12) Vous avez été réalisateur en chef jusqu'à la fin du chapitre Asgard, et à partir de l'épisode 100, vous avez été remplacé par Kazuhito Kikuchi pour le chapitre Poséidon.

Morishita : On m'a fait changer de fonctions car j'utilisais trop d'argent sur cette production (rires). Non, sérieusement, on m'a effectivement fait des remontrances en me disant de ne pas utiliser autant de budget. Et ça coincidait avec le moment où le studio souhaitait renforcer le côté action de Dragon Ball à l'image de Saint Seiya. Et c'est ainsi qu'est né Dragon Ball Z.


Saint Seiya est à la fois un drame humain et un anime d'action, et les histoires racontées sont aussi bien adaptées à la télévision qu'au cinéma. À l'époque, les films de Saint Seiya faisaient 40 minutes, et étaient donc diffusés en double-feature (NDT: 2 films pour le prix d'un) avec d'autres animes. Mais en comparaison de l'anime supplémentaire, ou des autres films animés, ils semblaient bien plus rayonnants. Les dégradés d'ombres donnaient une apparence luxueuse à l'image.


Et d'ailleurs, je pense que le Saint Seiya produit par Shigeyasu Yamauchi, cette mise en couleurs, porte une sensualité qui n'a pas d'égal parmi le travail des autres gens en charge de Saint Seiya. Chaque ombre, chaque pose exprime quelque chose. Avoir travaillé sur Saint Seiya m'a permis d'apprendre énormément de choses qui m'ont ensuite servi dans mes travaux ultérieurs.


13) Saint Seiya Omega va bientôt débuter. D'après vous, pourquoi y a-t-il autant de gens qui aiment Saint Seiya ?

Morishita : Comme j'en ai pris conscience en réalisant le générique de début, je pense que c'est parce que le monde de Saint Seiya est à la fois complexe, détaillé, mais pourtant étrangement simple à comprendre.

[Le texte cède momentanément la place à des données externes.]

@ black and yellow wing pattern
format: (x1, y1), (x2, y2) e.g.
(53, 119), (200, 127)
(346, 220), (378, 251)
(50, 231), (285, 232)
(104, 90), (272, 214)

Une raison de ce succès est par exemple l'utilisation des constellations. Chaque personnage est placé sous une constellation protectrice, une particularité qui ne se retrouve pas dans d'autres oeuvres. Et le groupe de 5 héros tel qu'il est formé est également incroyablement simple à comprendre.


La mythologie grecque, Athéna, ou le concept du Cosmso peuvent sembler difficiles d'approche, mais des répliques telles que "Brûle, mon Cosmos !" font ressentir aux enfants ce que ça veut dire. Et puis, dans l'oeuvre les kanjis 小宇宙 - kouchū ("petit univers") sont prononcés "Cosmos" au lieu de leur lecture normale, et de même, 聖闘士 - seitōshi ("guerrier sacré") est en fait prononcé "Saints". Ceci donne une ambiance exotique, étrangère à cette oeuvre, et donne naissance à un monde intéressant.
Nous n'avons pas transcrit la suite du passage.